The 31 March 2017 issue of the TLS reprinted a piece from 18 March 1977 where artists were asked to “nominate the book(s) on art which have made the strongest impression on them.” Tom Phillips and Robert Motherwell both mentioned the Journal of Eugène Delacroix.
Which book on art? It is a difficult question for me to separate this from the question, “A book on which artist?”, since the pictures in a book are likely to have a greater effect on me than the text, except where the text itself is the artist’s work, as in those two constantly read companions, the Letters of van Gogh and the Journal of Delacroix.

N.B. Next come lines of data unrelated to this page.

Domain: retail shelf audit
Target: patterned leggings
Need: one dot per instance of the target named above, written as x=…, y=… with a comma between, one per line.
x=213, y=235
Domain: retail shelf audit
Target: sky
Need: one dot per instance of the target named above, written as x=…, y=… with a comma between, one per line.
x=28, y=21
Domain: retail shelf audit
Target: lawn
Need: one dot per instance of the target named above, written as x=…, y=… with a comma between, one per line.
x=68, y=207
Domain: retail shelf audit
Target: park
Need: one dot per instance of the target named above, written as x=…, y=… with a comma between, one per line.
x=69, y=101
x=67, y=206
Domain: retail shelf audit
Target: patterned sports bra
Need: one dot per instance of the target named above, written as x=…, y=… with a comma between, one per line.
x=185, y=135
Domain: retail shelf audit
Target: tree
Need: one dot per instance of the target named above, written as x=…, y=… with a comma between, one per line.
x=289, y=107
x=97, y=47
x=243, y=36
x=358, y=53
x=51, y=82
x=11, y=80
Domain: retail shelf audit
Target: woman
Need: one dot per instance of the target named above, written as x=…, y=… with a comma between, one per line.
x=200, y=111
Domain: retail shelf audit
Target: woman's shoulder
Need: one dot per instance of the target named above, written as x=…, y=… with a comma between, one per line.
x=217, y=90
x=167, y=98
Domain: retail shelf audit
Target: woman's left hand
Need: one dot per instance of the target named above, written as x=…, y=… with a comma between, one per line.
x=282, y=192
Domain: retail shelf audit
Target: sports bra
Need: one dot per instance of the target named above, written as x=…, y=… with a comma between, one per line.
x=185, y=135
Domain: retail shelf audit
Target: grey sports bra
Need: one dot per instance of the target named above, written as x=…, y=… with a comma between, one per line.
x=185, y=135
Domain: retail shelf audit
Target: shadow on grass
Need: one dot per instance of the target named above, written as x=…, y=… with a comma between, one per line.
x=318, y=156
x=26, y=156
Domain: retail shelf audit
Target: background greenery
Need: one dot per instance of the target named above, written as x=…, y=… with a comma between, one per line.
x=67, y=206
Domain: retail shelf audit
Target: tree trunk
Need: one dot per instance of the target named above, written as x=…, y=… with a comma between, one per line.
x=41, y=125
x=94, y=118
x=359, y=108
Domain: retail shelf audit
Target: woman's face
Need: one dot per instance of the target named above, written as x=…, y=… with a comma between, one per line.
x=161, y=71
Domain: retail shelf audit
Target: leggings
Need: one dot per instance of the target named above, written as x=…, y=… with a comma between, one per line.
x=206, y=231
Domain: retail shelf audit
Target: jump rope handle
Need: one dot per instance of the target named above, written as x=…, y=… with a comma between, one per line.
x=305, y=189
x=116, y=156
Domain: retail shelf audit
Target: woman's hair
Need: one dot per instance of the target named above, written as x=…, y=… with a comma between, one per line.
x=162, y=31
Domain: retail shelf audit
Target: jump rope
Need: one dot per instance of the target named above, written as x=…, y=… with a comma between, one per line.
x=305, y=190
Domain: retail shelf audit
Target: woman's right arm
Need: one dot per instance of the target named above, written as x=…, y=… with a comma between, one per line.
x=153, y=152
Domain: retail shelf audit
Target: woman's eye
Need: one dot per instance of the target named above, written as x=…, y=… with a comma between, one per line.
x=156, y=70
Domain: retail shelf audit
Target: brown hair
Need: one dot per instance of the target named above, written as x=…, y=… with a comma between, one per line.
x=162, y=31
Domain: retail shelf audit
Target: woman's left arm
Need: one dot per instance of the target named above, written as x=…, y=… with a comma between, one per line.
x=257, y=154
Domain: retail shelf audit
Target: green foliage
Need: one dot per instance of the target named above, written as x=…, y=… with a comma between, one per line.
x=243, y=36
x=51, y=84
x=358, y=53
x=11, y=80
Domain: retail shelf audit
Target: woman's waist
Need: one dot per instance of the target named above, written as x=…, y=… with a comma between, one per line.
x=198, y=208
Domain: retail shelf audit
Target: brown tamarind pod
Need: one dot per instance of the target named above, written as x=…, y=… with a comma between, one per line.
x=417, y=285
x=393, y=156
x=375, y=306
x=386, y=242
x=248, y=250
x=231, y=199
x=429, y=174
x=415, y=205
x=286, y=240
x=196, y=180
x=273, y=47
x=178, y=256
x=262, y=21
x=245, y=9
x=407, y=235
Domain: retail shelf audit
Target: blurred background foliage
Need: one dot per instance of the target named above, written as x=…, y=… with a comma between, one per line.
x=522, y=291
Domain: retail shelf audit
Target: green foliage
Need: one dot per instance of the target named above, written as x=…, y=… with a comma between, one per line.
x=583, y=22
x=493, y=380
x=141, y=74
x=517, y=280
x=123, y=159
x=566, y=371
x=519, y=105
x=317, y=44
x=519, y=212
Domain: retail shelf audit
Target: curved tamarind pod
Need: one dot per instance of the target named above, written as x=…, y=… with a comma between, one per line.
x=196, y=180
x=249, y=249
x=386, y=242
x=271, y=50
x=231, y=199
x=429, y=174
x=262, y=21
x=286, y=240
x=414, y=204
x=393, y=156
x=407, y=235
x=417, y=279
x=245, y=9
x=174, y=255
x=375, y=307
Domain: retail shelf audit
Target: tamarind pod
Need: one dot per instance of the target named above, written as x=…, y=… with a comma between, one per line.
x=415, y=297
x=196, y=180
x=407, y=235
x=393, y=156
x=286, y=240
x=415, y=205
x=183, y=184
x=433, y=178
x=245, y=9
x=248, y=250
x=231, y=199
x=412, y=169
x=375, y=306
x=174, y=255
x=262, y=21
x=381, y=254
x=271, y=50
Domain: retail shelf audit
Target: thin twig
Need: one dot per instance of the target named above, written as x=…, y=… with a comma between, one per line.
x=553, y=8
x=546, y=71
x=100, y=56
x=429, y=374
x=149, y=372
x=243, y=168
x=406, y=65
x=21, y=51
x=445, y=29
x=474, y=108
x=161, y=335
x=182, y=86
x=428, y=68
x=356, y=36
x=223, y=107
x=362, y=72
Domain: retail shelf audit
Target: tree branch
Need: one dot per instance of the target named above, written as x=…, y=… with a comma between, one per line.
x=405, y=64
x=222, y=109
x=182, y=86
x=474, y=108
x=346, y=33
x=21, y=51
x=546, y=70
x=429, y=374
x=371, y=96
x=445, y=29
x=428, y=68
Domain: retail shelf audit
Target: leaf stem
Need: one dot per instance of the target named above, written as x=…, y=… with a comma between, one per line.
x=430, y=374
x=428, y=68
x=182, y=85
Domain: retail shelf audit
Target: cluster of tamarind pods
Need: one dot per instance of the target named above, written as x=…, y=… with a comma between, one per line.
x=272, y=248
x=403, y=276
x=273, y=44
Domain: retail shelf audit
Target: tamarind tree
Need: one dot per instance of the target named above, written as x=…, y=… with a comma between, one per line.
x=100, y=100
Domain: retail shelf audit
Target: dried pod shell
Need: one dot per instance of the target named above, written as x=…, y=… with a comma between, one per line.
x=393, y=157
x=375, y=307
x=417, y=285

Phaidon published a selection (about half the length of the original, it says) edited by Hubert Wellington and translated by Lucy Norton, but it’s out of print now (?!). I found a nice used copy online easily (in this case from Hay on Wye Booksellers).
Every page is filled with wonderful things. I flipped around randomly and came across this, from 27 August 1854:
They are going to launch a large vessel called a clipper at noon today. Another of these American inventions to make people go faster and faster. When they have managed to get travellers comfortably seated inside a cannon so that they can be shot off like bullets in any given direction civilization will doubtless have taken a great step forward. We are making rapid strides towards that happy time when space will have been abolished; but they will never abolish boredom, especially when you consider the ever-increasing need for some occupation to fill in our time, part of which, at least, used to be spent in travelling.
It is a fascinating book, and I’m looking forward to reading it slowly.